I've got two 8800GT cards, I'm using an SLi. One of this cards is an ASUS EN8800GT TOP, this one any program (included GPU-Z) except ASUS SmartDoctor.

The question is that when I show the information of my secondary 8800GT (BFG) it shows me two different temperatures, one of them is exactly the same as ASUS SmartDoctor one.

Do you think that maybe, throught the SLi, the secondary 8800GT is showing the primary and secondary GPUs temps?

(I attach an image)


----------



## Bjorn_Of_Iceland (Nov 12, 2008)

Cant understand your question though. But if your trying to ask as to why the other card has a higher temperature, thats probably cooler related.. And even if they had the same cooler, the tim may be different as well.. and even if its exact as the other, the top card will also have a higher temp due to the heat radiated by the NB. (my top card is 5 degree celcius hotter than my bottom card.)


----------



## ghostter (Nov 12, 2008)

This isn't the question, exactly question why I've two GPU temperatures in the secondary card? One of them is from the primary, or this two temperatures are from different sensors of the secondary card?.

If both temperatures are from the second one, why one of this temperatures is always the same as the primary card (is the temperature that apperas in smartdoctor).


----------



## Hayder_Master (Nov 12, 2008)

i think sli not like two hdd in raid , first card run always before other card's that's mean it is always on load


----------



## modder (Nov 12, 2008)

ghostter said:


> This isn't the question, exactly question why I've two GPU temperatures in the secondary card? One of them is from the primary, or this two temperatures are from different sensors of the secondary card?.
> 
> If both temperatures are from the second one, why one of this temperatures is always the same as the primary card (is the temperature that apperas in smartdoctor).


two GPU temperatures in the secondary card? 
answer
http://forums.techpowerup.com/showpost.php?p=978782&postcount=7


----------



## ghostter (Nov 12, 2008)

Ok, thanks!

Which one is the reference?? The lower one or the higher?


----------



## modder (Nov 12, 2008)

ghostter said:


> Ok, thanks!
> 
> Which one is the reference?? The lower one or the higher?
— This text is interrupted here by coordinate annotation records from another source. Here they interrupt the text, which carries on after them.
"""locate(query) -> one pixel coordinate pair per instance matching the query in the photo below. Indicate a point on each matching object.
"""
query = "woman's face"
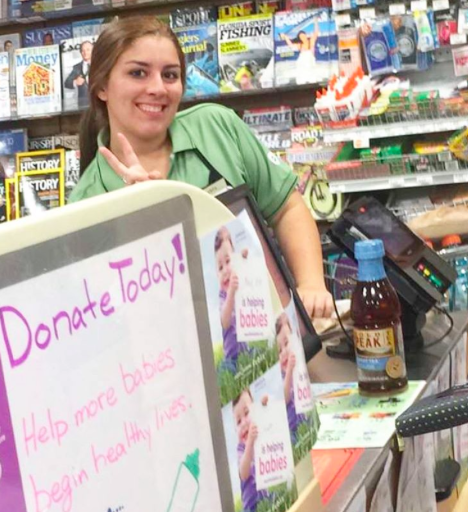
(144, 89)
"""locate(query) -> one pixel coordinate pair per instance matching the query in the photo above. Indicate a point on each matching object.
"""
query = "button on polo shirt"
(228, 146)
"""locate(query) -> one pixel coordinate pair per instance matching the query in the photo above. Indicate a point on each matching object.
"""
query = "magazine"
(76, 61)
(182, 18)
(47, 36)
(306, 47)
(38, 80)
(5, 98)
(86, 28)
(72, 171)
(238, 10)
(245, 47)
(39, 181)
(199, 45)
(13, 141)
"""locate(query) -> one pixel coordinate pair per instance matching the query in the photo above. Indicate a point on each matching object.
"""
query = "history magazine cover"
(39, 181)
(38, 85)
(245, 48)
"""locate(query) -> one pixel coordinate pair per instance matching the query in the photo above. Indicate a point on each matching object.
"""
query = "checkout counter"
(421, 278)
(423, 365)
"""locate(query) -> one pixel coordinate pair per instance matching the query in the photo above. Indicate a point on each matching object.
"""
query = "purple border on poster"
(11, 487)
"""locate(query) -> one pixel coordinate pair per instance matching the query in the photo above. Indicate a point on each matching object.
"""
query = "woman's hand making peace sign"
(129, 169)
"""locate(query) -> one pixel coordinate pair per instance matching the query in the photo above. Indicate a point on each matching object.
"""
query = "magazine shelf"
(392, 172)
(433, 116)
(254, 98)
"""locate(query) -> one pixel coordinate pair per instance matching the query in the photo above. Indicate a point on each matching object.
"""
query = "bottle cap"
(449, 240)
(369, 249)
(192, 463)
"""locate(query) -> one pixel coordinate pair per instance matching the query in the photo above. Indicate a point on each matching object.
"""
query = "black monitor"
(239, 199)
(418, 274)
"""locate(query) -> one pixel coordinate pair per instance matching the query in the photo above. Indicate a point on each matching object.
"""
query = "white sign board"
(108, 397)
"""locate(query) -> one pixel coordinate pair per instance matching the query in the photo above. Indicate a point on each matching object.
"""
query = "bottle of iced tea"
(378, 338)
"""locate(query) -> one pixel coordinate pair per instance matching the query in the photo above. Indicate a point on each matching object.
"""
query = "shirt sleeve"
(268, 177)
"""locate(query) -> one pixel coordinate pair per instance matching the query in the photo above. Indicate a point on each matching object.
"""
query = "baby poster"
(253, 309)
(303, 399)
(302, 415)
(273, 453)
(225, 254)
(259, 447)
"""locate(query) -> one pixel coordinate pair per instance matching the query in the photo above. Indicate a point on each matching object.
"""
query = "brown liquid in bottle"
(378, 338)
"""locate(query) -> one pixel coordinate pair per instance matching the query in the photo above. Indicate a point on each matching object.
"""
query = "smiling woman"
(132, 133)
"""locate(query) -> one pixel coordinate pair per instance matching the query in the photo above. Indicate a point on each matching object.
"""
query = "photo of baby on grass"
(240, 309)
(259, 448)
(302, 414)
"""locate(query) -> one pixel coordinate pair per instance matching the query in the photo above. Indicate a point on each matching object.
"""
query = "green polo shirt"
(228, 145)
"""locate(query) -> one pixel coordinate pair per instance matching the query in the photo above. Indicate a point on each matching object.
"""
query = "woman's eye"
(171, 75)
(138, 73)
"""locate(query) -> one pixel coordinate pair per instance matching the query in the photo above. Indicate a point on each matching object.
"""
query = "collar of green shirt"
(180, 138)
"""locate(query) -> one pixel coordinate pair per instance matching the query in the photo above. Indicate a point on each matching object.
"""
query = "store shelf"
(400, 129)
(394, 182)
(234, 99)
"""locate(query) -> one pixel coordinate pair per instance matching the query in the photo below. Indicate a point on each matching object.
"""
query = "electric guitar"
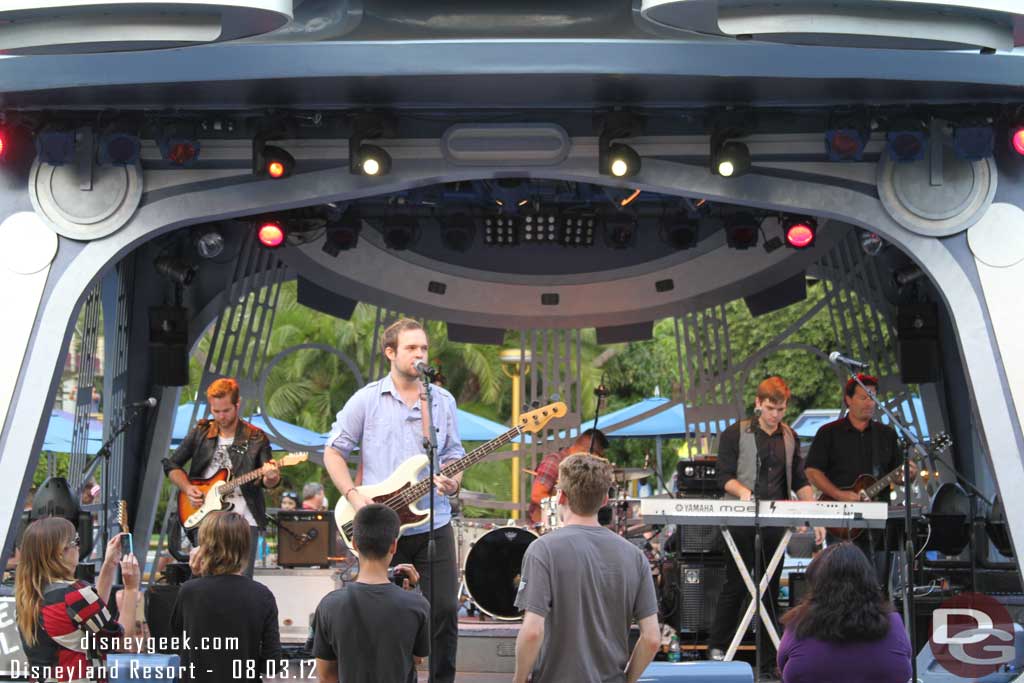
(869, 487)
(400, 491)
(217, 488)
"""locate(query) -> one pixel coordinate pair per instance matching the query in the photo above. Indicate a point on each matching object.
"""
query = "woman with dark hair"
(222, 604)
(844, 629)
(65, 624)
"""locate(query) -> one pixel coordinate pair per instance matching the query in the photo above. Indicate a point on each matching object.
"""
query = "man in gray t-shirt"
(582, 588)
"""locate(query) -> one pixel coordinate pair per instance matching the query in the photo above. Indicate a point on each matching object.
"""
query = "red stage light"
(271, 235)
(1017, 138)
(800, 233)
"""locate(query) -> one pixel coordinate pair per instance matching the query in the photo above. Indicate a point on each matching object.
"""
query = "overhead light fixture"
(400, 232)
(906, 140)
(501, 230)
(370, 159)
(342, 231)
(270, 233)
(55, 144)
(621, 230)
(458, 230)
(209, 243)
(616, 159)
(800, 232)
(741, 230)
(974, 140)
(678, 230)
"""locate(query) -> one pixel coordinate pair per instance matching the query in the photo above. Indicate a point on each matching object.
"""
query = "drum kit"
(491, 553)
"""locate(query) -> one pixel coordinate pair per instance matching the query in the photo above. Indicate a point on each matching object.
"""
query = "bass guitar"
(400, 491)
(217, 488)
(869, 487)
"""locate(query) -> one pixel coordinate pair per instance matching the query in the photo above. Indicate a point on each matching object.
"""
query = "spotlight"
(731, 159)
(276, 163)
(974, 140)
(541, 226)
(906, 141)
(271, 233)
(741, 231)
(800, 232)
(178, 270)
(1017, 138)
(458, 231)
(400, 232)
(370, 159)
(621, 230)
(871, 244)
(209, 243)
(342, 232)
(118, 147)
(619, 160)
(500, 230)
(678, 231)
(55, 145)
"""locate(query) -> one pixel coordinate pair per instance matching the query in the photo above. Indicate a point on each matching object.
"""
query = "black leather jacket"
(200, 444)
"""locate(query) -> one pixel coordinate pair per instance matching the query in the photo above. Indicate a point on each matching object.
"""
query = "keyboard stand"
(757, 596)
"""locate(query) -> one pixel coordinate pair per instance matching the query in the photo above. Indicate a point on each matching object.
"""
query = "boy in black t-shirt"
(372, 630)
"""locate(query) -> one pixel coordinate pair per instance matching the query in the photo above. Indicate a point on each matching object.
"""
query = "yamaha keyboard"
(701, 511)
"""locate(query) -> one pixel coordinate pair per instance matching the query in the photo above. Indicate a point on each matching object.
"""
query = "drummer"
(547, 471)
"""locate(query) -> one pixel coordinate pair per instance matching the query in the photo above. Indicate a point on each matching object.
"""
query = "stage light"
(741, 231)
(620, 230)
(615, 159)
(906, 141)
(342, 232)
(731, 160)
(118, 147)
(276, 162)
(800, 232)
(1017, 138)
(974, 141)
(679, 231)
(209, 244)
(271, 233)
(500, 230)
(458, 231)
(400, 232)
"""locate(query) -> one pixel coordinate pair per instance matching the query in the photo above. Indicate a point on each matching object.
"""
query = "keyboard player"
(768, 439)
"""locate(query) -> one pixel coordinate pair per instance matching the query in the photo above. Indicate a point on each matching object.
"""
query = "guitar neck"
(477, 455)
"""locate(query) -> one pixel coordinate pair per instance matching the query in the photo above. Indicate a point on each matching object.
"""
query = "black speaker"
(169, 345)
(918, 347)
(305, 539)
(159, 604)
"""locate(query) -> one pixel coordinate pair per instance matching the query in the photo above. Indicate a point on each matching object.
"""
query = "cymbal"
(630, 473)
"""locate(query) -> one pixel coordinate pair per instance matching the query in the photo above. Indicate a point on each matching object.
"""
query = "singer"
(742, 444)
(385, 420)
(225, 442)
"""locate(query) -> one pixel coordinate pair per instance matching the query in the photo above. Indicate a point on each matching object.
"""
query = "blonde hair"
(224, 538)
(41, 563)
(390, 337)
(586, 479)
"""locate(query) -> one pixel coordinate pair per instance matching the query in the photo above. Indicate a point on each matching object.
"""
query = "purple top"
(813, 660)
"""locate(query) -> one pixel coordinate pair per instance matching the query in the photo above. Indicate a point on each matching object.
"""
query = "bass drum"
(493, 570)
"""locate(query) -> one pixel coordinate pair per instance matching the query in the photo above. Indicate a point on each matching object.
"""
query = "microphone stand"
(908, 553)
(430, 447)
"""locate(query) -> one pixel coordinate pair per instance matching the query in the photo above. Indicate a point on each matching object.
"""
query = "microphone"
(148, 402)
(836, 356)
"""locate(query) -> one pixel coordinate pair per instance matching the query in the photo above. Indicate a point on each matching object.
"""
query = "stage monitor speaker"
(159, 604)
(169, 345)
(305, 539)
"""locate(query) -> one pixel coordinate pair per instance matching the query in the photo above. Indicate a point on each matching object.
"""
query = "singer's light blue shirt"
(389, 432)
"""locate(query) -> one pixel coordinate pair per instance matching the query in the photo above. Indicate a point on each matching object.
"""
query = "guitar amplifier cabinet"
(305, 539)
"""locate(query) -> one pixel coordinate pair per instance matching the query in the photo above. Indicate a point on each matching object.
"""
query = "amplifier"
(305, 539)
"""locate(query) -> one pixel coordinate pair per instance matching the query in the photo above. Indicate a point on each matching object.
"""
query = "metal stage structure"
(117, 165)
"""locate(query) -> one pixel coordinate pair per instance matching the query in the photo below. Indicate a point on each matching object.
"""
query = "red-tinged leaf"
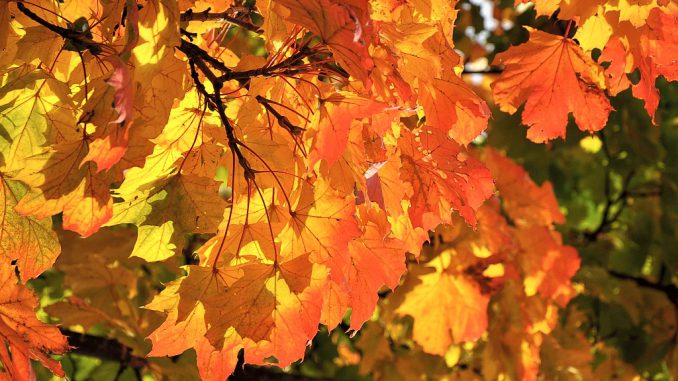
(58, 185)
(27, 240)
(121, 81)
(441, 177)
(340, 27)
(553, 77)
(548, 264)
(107, 150)
(526, 203)
(453, 107)
(615, 74)
(322, 224)
(22, 336)
(654, 56)
(337, 113)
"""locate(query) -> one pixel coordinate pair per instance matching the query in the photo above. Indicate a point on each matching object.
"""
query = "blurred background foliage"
(617, 188)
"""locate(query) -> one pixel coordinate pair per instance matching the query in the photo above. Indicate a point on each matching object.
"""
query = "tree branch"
(221, 16)
(669, 290)
(103, 348)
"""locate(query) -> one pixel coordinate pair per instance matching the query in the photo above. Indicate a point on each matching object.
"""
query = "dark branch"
(112, 350)
(669, 290)
(221, 16)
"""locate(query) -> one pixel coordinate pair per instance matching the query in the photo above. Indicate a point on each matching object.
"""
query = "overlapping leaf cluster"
(515, 258)
(309, 145)
(123, 113)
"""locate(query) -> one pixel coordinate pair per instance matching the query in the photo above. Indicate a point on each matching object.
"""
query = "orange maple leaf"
(442, 177)
(553, 77)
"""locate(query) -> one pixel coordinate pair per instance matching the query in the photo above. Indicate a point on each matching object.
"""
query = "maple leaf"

IMO there's no real references, because one from  on-die sensor and the other from the fan controller ic(which also reads the core temperature via diode).In fact diodes don't use the same path to read temperature.To avoid problems,chooses the higher temp (in your case 63°).but it's very interesting to have two temperatures, why ?you can control if one diode is dead  .


----------



## ghostter (Nov 12, 2008)

Ok, thanks for all  .


----------



## W1zzard (Nov 12, 2008)

one temperature is read via the nvidia driver and the other temperature is read directly from the sensor chip. it is very possible that both are the same with just some offset/linearity correction applied


----------